After Harford County's previous administration did not end up building a consolidated Health Department building in Edgewood, as was once planned, the department's activities continue to operate in leased offices dispersed throughout the county at a cost of more than $1.3 million annually.
Two divisions of the Health Department, the Women, Infants & Children (WIC) program and the Care Coordination program, moved to Havre de Grace's Swan Creek Village Center off Route 40 in November 2015. That move kept both services in the eastern Route 40 area, close to Aberdeen and Havre de Grace, where they are most needed, a county government spokesperson said.
The programs had been forced out of the former Aberdeen Community Services building, at Route 40 and Franklin Street, a year earlier after the building flooded because of a plumbing problem.

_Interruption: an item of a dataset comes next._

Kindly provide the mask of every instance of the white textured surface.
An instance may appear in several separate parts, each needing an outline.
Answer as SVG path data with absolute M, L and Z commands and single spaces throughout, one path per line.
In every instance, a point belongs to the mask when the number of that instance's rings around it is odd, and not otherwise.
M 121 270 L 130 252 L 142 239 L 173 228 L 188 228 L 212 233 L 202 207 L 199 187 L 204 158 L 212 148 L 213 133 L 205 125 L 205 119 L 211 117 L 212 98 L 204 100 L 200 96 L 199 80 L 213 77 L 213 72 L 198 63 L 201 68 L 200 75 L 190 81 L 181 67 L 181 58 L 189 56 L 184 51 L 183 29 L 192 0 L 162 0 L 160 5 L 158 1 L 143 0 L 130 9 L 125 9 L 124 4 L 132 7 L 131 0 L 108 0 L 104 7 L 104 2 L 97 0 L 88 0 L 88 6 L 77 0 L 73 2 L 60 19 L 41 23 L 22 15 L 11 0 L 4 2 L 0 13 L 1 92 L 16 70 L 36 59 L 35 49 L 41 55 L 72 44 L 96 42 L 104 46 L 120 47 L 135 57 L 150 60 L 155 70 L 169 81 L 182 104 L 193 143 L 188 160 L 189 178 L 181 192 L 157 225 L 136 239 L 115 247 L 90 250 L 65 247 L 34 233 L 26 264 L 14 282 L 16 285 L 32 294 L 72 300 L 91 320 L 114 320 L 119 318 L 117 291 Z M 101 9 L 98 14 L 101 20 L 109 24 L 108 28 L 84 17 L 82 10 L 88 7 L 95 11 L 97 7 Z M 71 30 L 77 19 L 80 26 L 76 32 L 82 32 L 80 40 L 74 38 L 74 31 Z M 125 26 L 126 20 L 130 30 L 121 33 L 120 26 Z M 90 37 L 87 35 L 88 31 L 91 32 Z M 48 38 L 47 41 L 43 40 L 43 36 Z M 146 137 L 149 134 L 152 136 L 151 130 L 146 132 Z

The county government is now moving ahead to surplus that building, the original home of Aberdeen High School, to the City of Aberdeen for $1. Aberdeen city officials haven't said what they will do with the building, whose need for extensive pluming repairs was cited by county officials in their decision to vacate it.
The move of the two health programs increased the amount of space the county has leased at Swan Creek Center since County Executive Barry Glassman took office in late 2014. The center's principal owners are two Glassman political supporters, Dr. Richard Streett Jr. and Robert Hockaday. The county also continues to lease space in other buildings, a situation that some critics say is more costly in the long run than if the government would build its own facilities.
Swan Creek Village Center also houses the county's Economic Development Office, which moved there from Bel Air in early 2015. At the time of that move, Glassman said the economic development activities should be closer to Aberdeen Proving Ground and its growing military contractor base, as well as the county's developing Route 40 industrial corridor. Glassman, through a spokesperson, has denied political considerations played a part in the Swan Creek leasing decisions.
For the health department at Swan Creek Village Center, the county pays $62,567.88 annually for rent, taxes and maintenance of the 3,100-square-foot WIC office, as well as $96,992.28 for rent, taxes and maintenance of the 4,850-square-foot Care Coordination office, county government spokesperson Cindy Mumby said last month. The state pays BGE costs for both offices.
The county pays $301,962.60 for rent, taxes and maintenance of the 12,645-square-foot economic development office, plus BGE costs.
Mumby noted the county also gets a rental income from sub-tenants, start-up companies who use some of the economic development space which serves as a so-called business incubator. Because they are on a month-to-month basis, the county gets an average income of $60,000 to $70,000 annually from those tenants, she said.
"We put this out for bid through procurement," she said about the decision to bring the health department divisions to Swan Creek, explaining the county received three proposals and the health department administration agreed the Havre de Grace site was close to Aberdeen, as well as being close to an Upper Chesapeake Health clinic location and a bus stop.
Although the local health department is considered part of the Maryland Department of Health and Mental Hygiene, the county is still responsible for much of its operating costs, including providing adequate space for its operations.
Outside of Swan Creek, the county pays $1,168,102.56 in annual leases for health department offices, according to Mumby.
Those leases include two units for a storage facility at 1007 block of Edgewood Road in Edgewood; 14,000 square feet for Clinical Services at 1321 Woodbridge Center Way in Edgewood, which is the department's administrative headquarters; 4,911 square feet for the dental clinic at 2204 Hanson Road in Edgewood, 3,400 square feet for health services at 1 North Main Street in Bel Air; and 26,898 square feet at 120 Hays Street in Bel Air.
Mumby said the health department pays two-thirds of the cost for the leases for the dental clinic, health services and addiction services at 120 Hays St.
The latter building is across the street from the former health department headquarters, a 1950s era building that was razed following years of deterioration. At the time it was torn down, the previous county administration of county executive David Craig planned to eventually consolidate all health department operations at a four-story building and adjoining parking garage proposed next to the Sheriff's Office Southern Precinct station on Route 40 in Edgewood.
By the time Craig left office in late 2014, however, support for funding the multi-million dollar health building had waned among members of the last County Council, whose president, Billy Boniface, moved on to become Glassman's director of administration.
As council president, Boniface had questioned the affordability of the health department building after the county had borrowed millions to construct the Southern Precinct building, expand the Abingdon Water Treatment and to build a new emergency operations center in Hickory, among other projects completed during Craig's tenure.
Glassman's administration has "no interest to consolidate health offices at this time," Mumby said. "As you know, that capital project is not moving forward."